The Excellence in Microsystems Fabrication award recognizes outstanding research involving hands-on work at one or more fabrication laboratories in a post-secondary institution in Canada or devices fabricated using commercial foundry services through CMC. The successful competitor will have demonstrated high– quality work in use of techniques for micro-nano fabrication, including layout design, testing, packaging, and assembly.
Priority will be given to submissions related to emerging technologies in the following categories:
- MEMS: capacitive MEMS, piezo-MEMS, magnetic MEMS, optical MEMS, microfluidics and bio-MEMS, etc.
- Microelectronics: use of substrates (planar CMOS, SiGe, BiCMOS, SOI, FinFET, GaN, InPh, InAlN, SiC, SiGe, flexible substrates, etc.); post-processing of custom/commercial wafers for new applications; heterogenous integration of material/ substrates; printed electronics; thin film transistors; creation of new nanostructures, 2D material etc.
- Photonics: planar lightwave circuits (PLCs) made from Si, SiN, or other materials, III-V multi-quantum well devices, fibre-based devices, thin-film devices, Silicon Photonics, etc.
- Quantum: superconducting devices, quantum dots, graphene, quantum sensing and communication devices, nanomechanics devices, etc.

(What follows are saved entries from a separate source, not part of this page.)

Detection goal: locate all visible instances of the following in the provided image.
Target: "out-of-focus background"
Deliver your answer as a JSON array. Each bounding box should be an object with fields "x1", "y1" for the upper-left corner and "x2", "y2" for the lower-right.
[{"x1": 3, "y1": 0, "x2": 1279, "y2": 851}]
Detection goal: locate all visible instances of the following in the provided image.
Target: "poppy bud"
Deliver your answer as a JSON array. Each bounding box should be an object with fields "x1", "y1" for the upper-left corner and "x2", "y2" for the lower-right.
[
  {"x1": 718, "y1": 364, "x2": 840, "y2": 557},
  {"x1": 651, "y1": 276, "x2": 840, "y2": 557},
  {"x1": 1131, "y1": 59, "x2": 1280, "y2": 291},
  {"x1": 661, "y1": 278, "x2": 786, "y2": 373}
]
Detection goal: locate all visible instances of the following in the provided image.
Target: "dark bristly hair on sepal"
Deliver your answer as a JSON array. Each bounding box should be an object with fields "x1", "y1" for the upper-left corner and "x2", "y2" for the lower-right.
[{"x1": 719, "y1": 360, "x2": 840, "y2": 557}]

This award is open to graduate students of a Canadian university. Winners are strongly encouraged to use prize funds to support education or training related to micro-nanosystems R&D. Prize funds may be applied to the cost of attending a conference or workshop or visiting a lab or other technical facility inside or outside of Canada.
Judges, Judging Criteria
The judging panel will consist of three representatives from Canadian industry, academia, and non-for-profit organizations. The judges assess each competitor and select the demonstration that best meets the following criteria:
- Achieves technical success with a functional device outcome.

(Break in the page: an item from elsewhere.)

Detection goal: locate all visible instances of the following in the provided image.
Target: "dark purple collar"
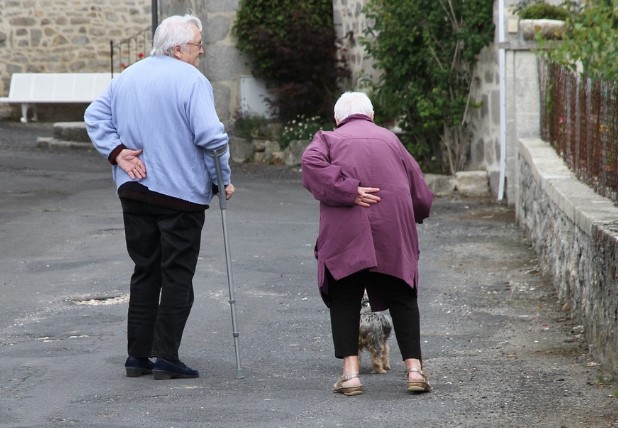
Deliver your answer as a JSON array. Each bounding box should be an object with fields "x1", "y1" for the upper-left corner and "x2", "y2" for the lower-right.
[{"x1": 337, "y1": 114, "x2": 373, "y2": 128}]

- Demonstrates originality or innovation in the approach to the problem.
- Demonstrates a disciplined approach to process design and an understanding of process integration. Practices can include but are not limited to, design of experiments, process simulation, and chip design.

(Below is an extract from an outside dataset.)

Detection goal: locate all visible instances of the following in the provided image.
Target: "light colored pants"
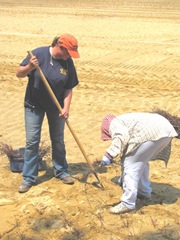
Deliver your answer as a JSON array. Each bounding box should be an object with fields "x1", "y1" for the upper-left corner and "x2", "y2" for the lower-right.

- Demonstrates understanding of the role of manufacturability aspects, such as design-for-test, design for manufacturability, metrology, yield analysis, and process control.
- Duly considers the role of packaging and/or integration and the interaction of these processes with the fabricated components.
- Effectively uses lab capabilities, considering potential use of toolsets from multiple labs or service providers, or a combination of hands-on fabrication, commercial fabrication and lab services. The research objectives pursued by custom fabrication could not have been readily achieved otherwise.
- The technology leads to new scientific discovery or advances the manufacturability, yield, performance, cost effectiveness relative to the state of the art.
- Documentation of the design or fabrication process facilitates retention of knowledge and transfer of knowledge.
- If using a lab facility at an academic institution, Lab user(s) works effectively with lab staff to maximize efficiency of the research and likelihood of success.
- If using a commercial foundry, the technology/application shows commercial potential that leads to societal benefit. Industry collaboration in the work is viewed favourably.
- Explanation of the background information or theory in a form understandable to one’s peers.
- Clarity of explanation of key technical points.
- Fluency in explanation, interplay between those making the presentation.
- Humour, flair, originality.
- Smooth recovery from an unexpected problem.
- Quality and effectiveness of visual/written materials.